UD: O que pensa do cenário atual no qual o Palestra é inserido? Clubes endividados, interior falido, falta de patrocínio, federação ausente…
LG: Falta muita coisa ao Palestra. Patrocínios, parceiros, mais gente que ame, e lógico, dinheiro. Resolve muitos problemas.
UD: Como torcida de fato, presente na arquibancada, como tem sido acompanhar o clube? O que dá pra falar dos resultados recentes, o que é o Palestra hoje no cenário da cidade, do estado e do futebol brasileiro?
LG: Tem sido sofrido. Nós nunca abandonaremos, mas há quem canse dessa situação. Você desvaloriza a marca, o clube vira chacota e isso para o torcedor é muito sério porque futebol é válvula de escape de muita coisa. O amor dessas pessoas é sincero, ele não ganha nada em troca.

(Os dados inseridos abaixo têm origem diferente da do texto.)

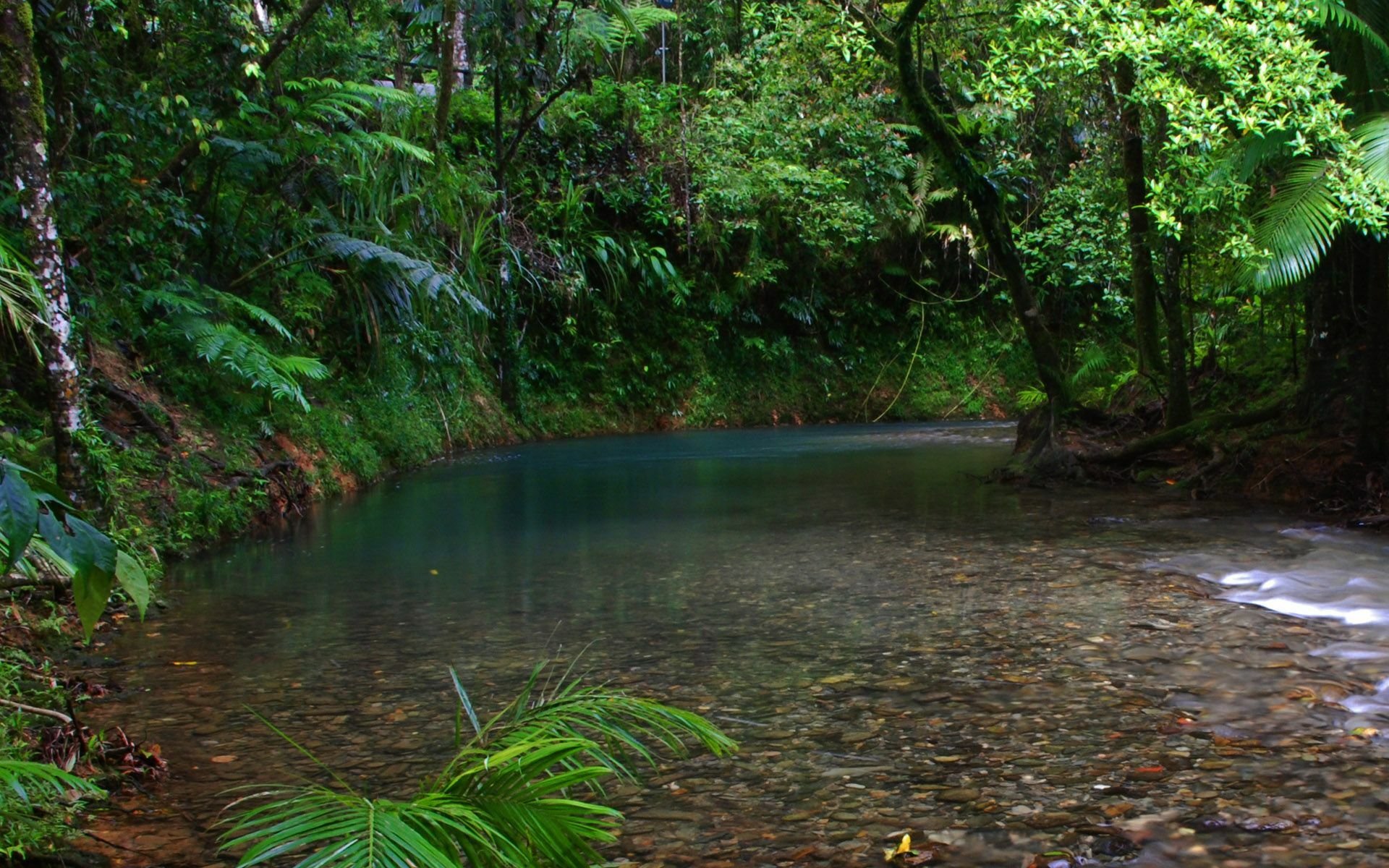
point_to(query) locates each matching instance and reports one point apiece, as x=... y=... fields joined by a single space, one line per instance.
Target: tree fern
x=1335 y=14
x=418 y=274
x=205 y=317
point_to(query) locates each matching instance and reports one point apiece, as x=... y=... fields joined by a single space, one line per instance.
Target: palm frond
x=1372 y=135
x=24 y=780
x=623 y=728
x=1298 y=226
x=1333 y=13
x=504 y=801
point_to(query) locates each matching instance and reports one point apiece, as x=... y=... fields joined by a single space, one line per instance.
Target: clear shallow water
x=898 y=644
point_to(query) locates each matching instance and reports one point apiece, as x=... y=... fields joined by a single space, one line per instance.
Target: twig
x=445 y=417
x=56 y=715
x=910 y=365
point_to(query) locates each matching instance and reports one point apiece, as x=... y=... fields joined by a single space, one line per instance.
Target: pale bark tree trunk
x=22 y=92
x=453 y=61
x=261 y=14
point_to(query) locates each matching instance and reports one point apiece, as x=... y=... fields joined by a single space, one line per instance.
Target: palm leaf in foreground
x=504 y=801
x=18 y=778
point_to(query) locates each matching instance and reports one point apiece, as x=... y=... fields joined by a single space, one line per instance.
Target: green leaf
x=18 y=516
x=56 y=535
x=134 y=579
x=93 y=556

Dentro da cidade já é complicado pelo fato de serem três clubes, sendo que pelo menos dois ocupam o mesmo espaço. A população não se identifica com as coisas daqui, por vários motivos. Um deles é que tem muita gente que não é daqui, outro motivo é a proximidade da capital. As pessoas não vivem São Bermardo, elas moram aqui, apenas. Ir ao Morumbi ou Parque Antártica é fácil, próximo, não é como no interior onde as pessoas assistem os grandes uma ou duas vezes por ano. A imprensa também tem papel importante nesse aspecto.
Mídia regional tem que ter papel de cobrir e de incentivar. E falta uma mídia forte, rádio ou televisão de peso que cubra e explore melhor a região. No interior tem o EPTV, aqui passa o SPTV. Não me interessa nem um pouco o buraco da rua em Pirituba, Jabaquara, Lapa. Gostaria de saber do trânsito na Faria Lima (rua central em São Bernardo), dos escândalos na Câmara da minha cidade.
UD: Para irmos terminando, 76 anos de Palestra São Bernardo: o que lhe vem à cabeça?
LG: Paixão! Ser palestrino é ser um abnegado.
UD: E o que precisa mudar para agora? O que espera do Palestra no 1º de setembro de 2012? E no futuro do futebol, o quanto valerá esse modelo de campeonatos paulistas esvaziados, apoio quase inexistente… Teme pelo futuro do Palestra? Com o que sonha para o clube?
LG: Sonho com um time redondo, pronto para subir, com bons apoios, sem ter que lutar simplesmente para viver. Os estádios vazios são consequeência de tudo, falta estrutura, faltam resultados, falta o clube empolgar mais também. Acabar é impossível, mas temo sim, precisamos ter oxigênio para crescer.